Suspend disbelief for about 300 pages: Ulbright was so full of Ayn Rand and the libertarian mindset that, yes, he wrote the code and harnessed a billion-dollar-a-day website.
Spoiler alert: he also got caught.
We get to know — and even like — Ulbright. He’s not that different from a lot of other people you might know. Bilton paints the picture, really letting the reader relate with Ross and his mindset.
As the story goes on, you see the two distinct personas he has to maintain, keeping his work with the Silk Road and his personal life separate. You also see how the pull of money — lots and lots and LOTS of money — impacts people and impresses them to act illegally.
Is it about the drugs? Or the money? Which is the “bad”?
After finishing the book, I wasn’t so sure. Ulbright started the Silk Road as an exercise in rights: people have a “right” to use drugs and the “right” to be able to purchase them without the dangerous street culture that takes many lives. The world will be a better place, according to this way of thinking, if we allow people to do what they want.
But this line of thinking also included murder…and fake murder. And stealing money.
Those are not good things.
They are, however, the consequence of this “right.”

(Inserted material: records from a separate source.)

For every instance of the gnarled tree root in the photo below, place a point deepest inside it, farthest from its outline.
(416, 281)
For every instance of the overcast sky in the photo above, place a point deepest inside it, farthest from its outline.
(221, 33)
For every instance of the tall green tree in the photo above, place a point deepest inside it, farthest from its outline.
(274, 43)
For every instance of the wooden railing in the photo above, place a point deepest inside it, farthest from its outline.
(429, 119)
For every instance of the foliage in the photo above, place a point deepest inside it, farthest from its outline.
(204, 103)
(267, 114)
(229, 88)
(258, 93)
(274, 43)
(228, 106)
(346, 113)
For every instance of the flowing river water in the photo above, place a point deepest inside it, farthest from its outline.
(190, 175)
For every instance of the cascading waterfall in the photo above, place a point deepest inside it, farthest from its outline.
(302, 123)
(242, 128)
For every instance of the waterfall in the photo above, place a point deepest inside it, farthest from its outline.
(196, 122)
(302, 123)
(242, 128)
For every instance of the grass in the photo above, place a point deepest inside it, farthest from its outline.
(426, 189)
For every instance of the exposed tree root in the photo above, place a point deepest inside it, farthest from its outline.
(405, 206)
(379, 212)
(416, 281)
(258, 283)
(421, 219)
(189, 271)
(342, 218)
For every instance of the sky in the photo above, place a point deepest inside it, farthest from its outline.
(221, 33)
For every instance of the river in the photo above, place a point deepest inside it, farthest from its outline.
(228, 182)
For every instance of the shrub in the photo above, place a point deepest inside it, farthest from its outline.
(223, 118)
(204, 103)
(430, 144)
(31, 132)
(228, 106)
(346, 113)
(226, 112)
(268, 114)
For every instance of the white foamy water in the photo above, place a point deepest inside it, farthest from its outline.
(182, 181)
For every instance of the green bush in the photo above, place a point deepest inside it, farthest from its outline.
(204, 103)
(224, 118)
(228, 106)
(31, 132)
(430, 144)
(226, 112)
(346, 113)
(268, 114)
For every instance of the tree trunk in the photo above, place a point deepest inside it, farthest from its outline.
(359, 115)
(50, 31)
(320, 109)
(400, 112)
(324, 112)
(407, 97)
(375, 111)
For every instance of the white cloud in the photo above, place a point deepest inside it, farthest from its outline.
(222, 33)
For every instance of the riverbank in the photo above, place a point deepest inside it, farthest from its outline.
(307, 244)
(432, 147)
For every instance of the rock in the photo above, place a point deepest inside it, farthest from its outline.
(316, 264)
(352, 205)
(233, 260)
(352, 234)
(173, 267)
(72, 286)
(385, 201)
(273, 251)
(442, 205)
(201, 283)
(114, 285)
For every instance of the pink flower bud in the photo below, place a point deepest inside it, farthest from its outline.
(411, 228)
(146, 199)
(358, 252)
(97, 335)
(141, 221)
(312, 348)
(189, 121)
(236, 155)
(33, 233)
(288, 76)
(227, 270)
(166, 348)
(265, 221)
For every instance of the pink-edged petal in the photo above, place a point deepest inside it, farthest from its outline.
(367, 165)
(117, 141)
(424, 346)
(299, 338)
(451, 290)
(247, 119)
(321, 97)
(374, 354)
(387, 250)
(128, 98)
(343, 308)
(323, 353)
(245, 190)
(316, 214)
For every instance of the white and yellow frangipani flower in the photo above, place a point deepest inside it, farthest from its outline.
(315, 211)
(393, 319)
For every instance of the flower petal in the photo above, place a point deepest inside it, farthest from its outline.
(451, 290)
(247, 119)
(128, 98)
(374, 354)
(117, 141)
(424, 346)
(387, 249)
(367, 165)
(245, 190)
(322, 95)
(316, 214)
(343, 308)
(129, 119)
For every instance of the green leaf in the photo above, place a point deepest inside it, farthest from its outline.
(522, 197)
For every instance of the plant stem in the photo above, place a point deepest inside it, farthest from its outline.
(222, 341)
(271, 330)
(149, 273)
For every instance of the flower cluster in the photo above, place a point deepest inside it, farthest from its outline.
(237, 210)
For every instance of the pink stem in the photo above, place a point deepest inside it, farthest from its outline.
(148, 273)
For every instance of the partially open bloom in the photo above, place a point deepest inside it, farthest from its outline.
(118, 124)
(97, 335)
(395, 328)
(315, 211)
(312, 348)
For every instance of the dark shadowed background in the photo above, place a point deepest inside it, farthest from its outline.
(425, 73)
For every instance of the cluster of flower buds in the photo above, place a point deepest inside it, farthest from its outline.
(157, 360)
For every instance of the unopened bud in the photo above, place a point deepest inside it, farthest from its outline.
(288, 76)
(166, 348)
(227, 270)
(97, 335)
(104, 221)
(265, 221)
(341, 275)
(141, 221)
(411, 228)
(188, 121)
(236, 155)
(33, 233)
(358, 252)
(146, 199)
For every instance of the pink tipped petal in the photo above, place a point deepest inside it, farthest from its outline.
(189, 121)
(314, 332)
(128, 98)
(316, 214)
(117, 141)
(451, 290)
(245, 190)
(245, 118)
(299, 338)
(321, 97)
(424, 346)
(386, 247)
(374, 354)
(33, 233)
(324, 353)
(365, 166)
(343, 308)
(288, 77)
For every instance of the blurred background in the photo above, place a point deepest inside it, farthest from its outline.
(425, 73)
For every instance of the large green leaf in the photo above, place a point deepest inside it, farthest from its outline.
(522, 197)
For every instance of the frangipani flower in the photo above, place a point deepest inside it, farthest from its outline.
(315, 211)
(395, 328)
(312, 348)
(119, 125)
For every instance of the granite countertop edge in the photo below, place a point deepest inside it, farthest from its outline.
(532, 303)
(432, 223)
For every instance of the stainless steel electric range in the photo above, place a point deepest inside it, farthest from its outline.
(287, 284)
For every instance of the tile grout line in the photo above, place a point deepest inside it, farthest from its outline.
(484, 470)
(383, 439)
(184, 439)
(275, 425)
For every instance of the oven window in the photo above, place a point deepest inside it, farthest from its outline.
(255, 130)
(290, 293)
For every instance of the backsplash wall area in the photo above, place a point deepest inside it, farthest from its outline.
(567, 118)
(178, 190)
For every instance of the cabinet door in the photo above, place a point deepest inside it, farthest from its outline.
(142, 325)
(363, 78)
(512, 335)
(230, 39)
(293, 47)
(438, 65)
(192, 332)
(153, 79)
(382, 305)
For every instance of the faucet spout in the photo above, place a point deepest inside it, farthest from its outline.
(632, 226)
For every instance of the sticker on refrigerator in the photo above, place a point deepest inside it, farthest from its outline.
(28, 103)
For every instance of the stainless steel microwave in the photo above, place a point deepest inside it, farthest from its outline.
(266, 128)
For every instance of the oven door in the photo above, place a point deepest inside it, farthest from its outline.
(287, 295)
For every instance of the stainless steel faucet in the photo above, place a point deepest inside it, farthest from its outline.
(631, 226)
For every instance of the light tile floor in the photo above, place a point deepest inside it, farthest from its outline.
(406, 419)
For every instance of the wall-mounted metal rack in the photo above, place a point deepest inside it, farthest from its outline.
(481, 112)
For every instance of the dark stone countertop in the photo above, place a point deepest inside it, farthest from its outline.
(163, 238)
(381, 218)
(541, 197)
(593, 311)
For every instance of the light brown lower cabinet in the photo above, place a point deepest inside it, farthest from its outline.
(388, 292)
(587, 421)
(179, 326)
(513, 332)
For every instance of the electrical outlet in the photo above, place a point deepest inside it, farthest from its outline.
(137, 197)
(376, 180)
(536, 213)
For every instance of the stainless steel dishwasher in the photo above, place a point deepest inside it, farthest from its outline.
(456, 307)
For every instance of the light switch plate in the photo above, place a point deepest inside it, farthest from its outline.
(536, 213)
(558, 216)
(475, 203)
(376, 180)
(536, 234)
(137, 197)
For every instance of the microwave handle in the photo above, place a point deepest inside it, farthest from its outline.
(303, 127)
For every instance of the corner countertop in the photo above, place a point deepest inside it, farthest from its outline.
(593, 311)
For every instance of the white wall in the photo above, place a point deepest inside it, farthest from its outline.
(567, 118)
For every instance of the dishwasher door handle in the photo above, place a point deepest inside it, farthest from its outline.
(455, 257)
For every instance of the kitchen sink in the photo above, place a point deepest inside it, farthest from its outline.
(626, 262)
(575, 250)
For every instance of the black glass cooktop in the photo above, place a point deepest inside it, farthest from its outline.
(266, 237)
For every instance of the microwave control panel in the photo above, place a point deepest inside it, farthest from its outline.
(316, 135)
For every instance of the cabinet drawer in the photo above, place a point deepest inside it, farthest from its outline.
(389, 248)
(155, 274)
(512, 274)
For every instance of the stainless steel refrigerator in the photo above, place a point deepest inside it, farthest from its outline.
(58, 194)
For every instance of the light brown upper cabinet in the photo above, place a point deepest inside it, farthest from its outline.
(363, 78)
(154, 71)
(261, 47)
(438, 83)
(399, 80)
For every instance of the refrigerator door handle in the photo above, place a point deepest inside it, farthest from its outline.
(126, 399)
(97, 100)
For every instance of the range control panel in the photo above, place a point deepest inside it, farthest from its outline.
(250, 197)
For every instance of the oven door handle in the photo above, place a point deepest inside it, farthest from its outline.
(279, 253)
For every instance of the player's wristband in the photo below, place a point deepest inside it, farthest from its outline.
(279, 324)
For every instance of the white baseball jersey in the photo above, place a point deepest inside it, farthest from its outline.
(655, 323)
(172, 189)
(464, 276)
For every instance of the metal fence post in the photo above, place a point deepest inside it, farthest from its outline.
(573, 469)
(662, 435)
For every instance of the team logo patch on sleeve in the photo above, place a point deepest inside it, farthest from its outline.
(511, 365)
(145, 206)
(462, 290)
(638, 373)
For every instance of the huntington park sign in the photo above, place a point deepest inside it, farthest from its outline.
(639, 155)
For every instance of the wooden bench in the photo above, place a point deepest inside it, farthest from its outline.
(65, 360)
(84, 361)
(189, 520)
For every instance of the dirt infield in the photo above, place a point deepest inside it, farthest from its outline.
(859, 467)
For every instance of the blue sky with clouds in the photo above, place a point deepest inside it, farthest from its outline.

As I followed this drama, letting it unfold in my hands as I turned the pages, I couldn’t help but identify my younger self with Ulbright.
It was a bit disconcerting, a “there but for the grace of God go I” moment.
In college, I was immersed in Ayn Rand and similar philosophies. A few weeks ago, our vet was at our farm, and the topic of Rand’s best-known work, Atlas Shrugged, came up.
“I haven’t read that for at least fifteen years,” I said. “But I don’t think I would agree with it now the way I did back then.”
Doc replied, “I don’t think I would have appreciated it in college. Now that I pay taxes…well…” and he nodded.
I suspect I’ll be revisiting it soon, especially after seeing Rand referenced again in this book. I want to understand better who I was…and who I am now. I also want to see if the book’s as good as I remember or if it’s drivel (as I’ve seen some reference it in the last decade).
Kingpin is a powerful story, one that I would have been ignorant of and that, honestly, probably affects me more than I would have thought.
In some ways, this book is a glimpse of why something greater than me matters. Usually, I have a healthy disregard for “the greater good,” but Kingpin made me think, consciously, about why we need to have authority figures and a mindset that’s above and beyond ourselves.
It’s a struggle that, in some ways, I laid down when I became Catholic.
The hurdle for me was never Mary or the saints. I never worried about confession.
For me, it came down to authority. Accepting that there was a place the buck stopped (the Catholic Church), an authority figure and a hierarchy (however flawed) gave me the confidence I needed.
Opinions are fine and even wonderful. But in matters of ethics and morals, we need a hard stop, a way of discerning and forming our conscience.
Kingpin, though not in any way, shape, or form a Catholic book, has had me reflecting on the beauty and freedom we have in the Catholic Church, on the freedom the boundaries and “limits” make possible.
Surprisingly, this turned into more than a fun summer read for me. And that’s the beauty of being Catholic.